Tuesday, September 11, 2012

Making an Effort

In the 1950s, there were kids in grade school with me who didn't have easy lives. One boy in my class lived with his family in a wooden railroad box car stored near the city's train yards. This boy was an excellent student, extremely bright and friendly to all. Hopefully he found life to get easier as he grew older. But despite his difficult home situation, this boy always came to school in clean clothes with his hair combed and was eager to learn.

Appearance is not everything, but it speaks volumes about the effort put forth by the individual. It shows sincerity, positive outlook and, yes, keeping up appearances requires effort. Obviously someone in that boy's family helped him make that effort.

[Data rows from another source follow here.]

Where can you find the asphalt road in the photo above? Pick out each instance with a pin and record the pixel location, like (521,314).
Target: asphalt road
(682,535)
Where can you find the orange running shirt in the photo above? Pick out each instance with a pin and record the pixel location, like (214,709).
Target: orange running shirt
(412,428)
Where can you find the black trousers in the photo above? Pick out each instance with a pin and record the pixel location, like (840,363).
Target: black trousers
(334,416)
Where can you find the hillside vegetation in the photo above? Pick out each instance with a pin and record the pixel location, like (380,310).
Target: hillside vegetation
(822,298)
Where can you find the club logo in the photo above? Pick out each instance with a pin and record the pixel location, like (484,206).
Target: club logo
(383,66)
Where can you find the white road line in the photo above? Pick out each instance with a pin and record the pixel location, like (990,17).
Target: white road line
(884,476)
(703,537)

Effort may be one of the most under rated traits around. And, unfortunately, it seems to be seriously lacking in our population today. Unless the tide changes, effort may become a thing of the past, along with buggy whips and button-top shoes.

People seem to have forgotten how to make an effort regarding a lot of subjects. They seem to have lost the effort to:

Find something of interest to occupy their time. Everyone should have something that they look forward to doing: reading a book, pursuing a hobby, volunteering to help others. Focus is important to making each day worthwhile. We need to keep active and interested in order to remain active and interesting.

Get some exercise. This can require only minutes for a brisk walk a few times each week. We can find many reasons to avoid getting exercise, which physicians agree can help improve our health as we age. We find time to do any number of other meaningless tasks -- some of which require a great deal of work -- but getting exercise gets little attention.

Communicate with others. Communication requires more than sending a social network message to people you seldom see. An occasional email demonstrating some thought and showing some personal interest is a great way to keep in touch. Isn't it nice to receive an occasional spontaneous email?

Dress appropriately. Let's be honest. People are quickly becoming slobs. Clothed in sweat pants, T-shirts and shod in plastic flip flops, people dine in nice restaurants, shop in stores and even travel by air. A short time ago these clothes were worn to wash the car or work in the garden. Next time you are headed out hurriedly, stop in front of the mirror. If people might think you were just changing the car's oil, you might want to change your clothes.

Practice basic hygiene. Soap is cheap and deodorant readily available. These are not costly items. Most houses now have running water. There are few reasons to avoid hygiene and it takes only a few minutes to prevent odor from radiating to those standing nearby. I know that when I spend time among the "great unwashed" I wonder why these folks are torturing me. I also wonder what their friends/spouse/partner must think and why they don't gently encourage the odor spreader to occasionally wash.

Remain positive. The current economy presents a challenge for us all. It is hard to remain positive about the future when friends and family may be jobless, losing their home, perhaps struggling with health problems or domestic challenge. But we must keep in mind that circumstances will change -- they always have changed. Just because the present looks grim is no reason to lose confidence.

Without making an effort, there is no change. Without making an effort, there is no improvement. Without making an effort, tasks do not get completed.

We all need to make an effort in order to move our communities forward.